Independent Learning in Constrained Markov Potential Games

Philip Jordan,Anas Barakat,Niao He
2024-02-28
Abstract:Constrained Markov games offer a formal mathematical framework for modeling multi-agent reinforcement learning problems where the behavior of the agents is subject to constraints. In this work, we focus on the recently introduced class of constrained Markov Potential Games. While centralized algorithms have been proposed for solving such constrained games, the design of converging independent learning algorithms tailored for the constrained setting remains an open question. We propose an independent policy gradient algorithm for learning approximate constrained Nash equilibria: Each agent observes their own actions and rewards, along with a shared state. Inspired by the optimization literature, our algorithm performs proximal-point-like updates augmented with a regularized constraint set. Each proximal step is solved inexactly using a stochastic switching gradient algorithm. Notably, our algorithm can be implemented independently without a centralized coordination mechanism requiring turn-based agent updates. Under some technical constraint qualification conditions, we establish convergence guarantees towards constrained approximate Nash equilibria. We perform simulations to illustrate our results.
Machine Learning,Computer Science and Game Theory,Multiagent Systems
What problem does this paper attempt to address?
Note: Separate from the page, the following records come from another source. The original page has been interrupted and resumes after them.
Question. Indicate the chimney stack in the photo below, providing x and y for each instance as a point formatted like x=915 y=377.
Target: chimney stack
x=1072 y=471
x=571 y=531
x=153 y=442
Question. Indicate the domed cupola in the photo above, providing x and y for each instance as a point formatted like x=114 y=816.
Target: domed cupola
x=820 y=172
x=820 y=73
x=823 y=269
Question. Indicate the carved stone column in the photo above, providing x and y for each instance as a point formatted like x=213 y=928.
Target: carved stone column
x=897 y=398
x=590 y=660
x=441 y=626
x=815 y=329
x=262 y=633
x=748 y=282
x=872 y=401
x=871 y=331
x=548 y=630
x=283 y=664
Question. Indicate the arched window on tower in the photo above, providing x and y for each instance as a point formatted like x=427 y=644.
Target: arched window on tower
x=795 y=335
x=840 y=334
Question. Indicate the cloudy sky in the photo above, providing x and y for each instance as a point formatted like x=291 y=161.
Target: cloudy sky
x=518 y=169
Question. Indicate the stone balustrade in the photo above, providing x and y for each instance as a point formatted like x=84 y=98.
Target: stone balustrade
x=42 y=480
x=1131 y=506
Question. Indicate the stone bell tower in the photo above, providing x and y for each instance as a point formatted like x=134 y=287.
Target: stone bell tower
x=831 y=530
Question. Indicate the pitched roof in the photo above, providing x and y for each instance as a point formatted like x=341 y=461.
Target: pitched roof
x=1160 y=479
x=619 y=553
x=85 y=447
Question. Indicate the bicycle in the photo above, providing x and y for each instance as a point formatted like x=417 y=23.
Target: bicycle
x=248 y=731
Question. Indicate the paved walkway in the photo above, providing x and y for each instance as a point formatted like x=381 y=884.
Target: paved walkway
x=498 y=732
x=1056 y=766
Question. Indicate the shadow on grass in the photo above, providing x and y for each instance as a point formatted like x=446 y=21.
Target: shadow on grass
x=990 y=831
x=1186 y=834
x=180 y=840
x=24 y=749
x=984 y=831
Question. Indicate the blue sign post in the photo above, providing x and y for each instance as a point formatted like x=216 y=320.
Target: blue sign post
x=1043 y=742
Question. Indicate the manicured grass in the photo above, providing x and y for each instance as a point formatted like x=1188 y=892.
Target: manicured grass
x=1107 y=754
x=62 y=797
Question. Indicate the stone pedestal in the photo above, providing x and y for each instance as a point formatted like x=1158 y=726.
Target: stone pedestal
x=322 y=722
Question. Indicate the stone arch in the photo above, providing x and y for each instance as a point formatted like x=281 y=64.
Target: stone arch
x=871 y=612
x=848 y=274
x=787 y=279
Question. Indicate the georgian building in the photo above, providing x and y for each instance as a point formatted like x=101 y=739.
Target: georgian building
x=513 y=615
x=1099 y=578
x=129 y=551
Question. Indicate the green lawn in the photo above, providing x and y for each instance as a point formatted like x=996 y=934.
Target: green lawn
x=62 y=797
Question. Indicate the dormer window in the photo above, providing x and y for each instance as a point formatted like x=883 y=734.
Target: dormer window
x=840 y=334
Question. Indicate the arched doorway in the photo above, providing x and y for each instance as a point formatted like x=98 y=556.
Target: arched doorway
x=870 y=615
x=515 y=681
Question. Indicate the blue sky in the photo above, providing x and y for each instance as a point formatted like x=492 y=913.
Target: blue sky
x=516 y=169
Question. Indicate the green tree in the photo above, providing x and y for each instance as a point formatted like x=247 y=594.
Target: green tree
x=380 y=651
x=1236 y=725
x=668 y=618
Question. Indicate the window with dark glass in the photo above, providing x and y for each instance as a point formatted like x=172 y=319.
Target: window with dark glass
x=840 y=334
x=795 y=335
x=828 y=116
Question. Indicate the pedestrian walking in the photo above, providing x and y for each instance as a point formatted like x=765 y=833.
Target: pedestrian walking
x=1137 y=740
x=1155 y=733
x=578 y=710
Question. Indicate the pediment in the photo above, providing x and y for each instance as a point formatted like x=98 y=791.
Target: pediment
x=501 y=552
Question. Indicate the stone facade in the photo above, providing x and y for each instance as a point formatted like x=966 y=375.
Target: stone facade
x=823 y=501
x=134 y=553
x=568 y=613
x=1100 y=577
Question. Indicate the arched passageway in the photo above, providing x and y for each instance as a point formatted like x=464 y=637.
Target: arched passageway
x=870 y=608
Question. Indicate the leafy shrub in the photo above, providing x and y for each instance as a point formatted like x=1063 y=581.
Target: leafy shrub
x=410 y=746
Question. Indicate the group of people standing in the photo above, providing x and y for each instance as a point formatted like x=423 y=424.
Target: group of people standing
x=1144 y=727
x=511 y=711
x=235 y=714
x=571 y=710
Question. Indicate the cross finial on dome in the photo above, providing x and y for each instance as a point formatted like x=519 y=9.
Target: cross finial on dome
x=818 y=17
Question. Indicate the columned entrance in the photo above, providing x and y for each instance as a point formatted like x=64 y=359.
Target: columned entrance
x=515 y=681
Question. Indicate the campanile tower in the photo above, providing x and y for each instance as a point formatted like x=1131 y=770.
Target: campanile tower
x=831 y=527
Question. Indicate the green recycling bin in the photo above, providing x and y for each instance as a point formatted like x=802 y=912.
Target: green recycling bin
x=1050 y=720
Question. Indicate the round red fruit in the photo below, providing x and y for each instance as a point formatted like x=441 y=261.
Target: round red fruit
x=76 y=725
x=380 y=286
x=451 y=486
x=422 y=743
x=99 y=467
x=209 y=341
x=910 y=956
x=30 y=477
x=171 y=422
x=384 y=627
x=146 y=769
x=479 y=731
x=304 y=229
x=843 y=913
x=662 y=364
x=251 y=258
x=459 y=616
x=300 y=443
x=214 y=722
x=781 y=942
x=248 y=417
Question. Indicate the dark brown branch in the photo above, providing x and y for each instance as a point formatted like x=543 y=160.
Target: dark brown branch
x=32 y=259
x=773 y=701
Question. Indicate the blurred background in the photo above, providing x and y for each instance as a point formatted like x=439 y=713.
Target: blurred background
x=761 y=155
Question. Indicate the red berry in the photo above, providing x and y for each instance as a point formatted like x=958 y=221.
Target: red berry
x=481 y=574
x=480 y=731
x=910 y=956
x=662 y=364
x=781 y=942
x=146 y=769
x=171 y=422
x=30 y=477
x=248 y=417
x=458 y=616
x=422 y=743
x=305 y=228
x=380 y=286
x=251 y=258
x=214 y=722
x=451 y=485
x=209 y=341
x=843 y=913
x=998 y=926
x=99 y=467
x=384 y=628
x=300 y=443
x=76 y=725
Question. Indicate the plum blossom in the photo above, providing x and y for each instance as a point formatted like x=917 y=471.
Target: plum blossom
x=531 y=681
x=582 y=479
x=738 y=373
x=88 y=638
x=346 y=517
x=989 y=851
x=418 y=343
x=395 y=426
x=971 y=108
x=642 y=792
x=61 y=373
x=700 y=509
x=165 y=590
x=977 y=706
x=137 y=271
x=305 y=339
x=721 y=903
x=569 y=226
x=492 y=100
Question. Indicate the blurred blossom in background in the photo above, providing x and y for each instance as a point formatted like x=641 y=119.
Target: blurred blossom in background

This paper discusses the problem of designing independent learning algorithms in Constrained Markov Potential Games (CMPGs). Markov Potential Games (MPGs) are a mathematical framework for multi-agent reinforcement learning (MARL), especially suitable for handling problems where there are cooperation and competition among multiple agents, with agents' actions being constrained. CMPGs are an extension of MPGs that introduce constraint conditions. The paper mentions that although there are centralized algorithms that can solve such constrained games, designing an independent learning algorithm that converges without coordination mechanisms remains an open problem. The authors propose an agent-based policy gradient algorithm, where each agent can only observe its own actions, rewards, and shared states, and then perform steps approximating proximal-point updates while using a regularized constraint set. This algorithm uses a randomly switching gradient algorithm to approximately solve the proximal step for each agent, without requiring coordinated updates among the agents. The paper also proves that under certain technical conditions, the algorithm can converge to an approximate Nash equilibrium and provides a sample complexity analysis. The algorithm's performance is demonstrated through simulations. The study points out that this independent learning protocol has the advantages of scalability, privacy protection, and low communication cost in multi-agent environments. In summary, the paper attempts to address the problem of designing an algorithm that can independently learn and ensure global convergence in Constrained Markov Potential Games.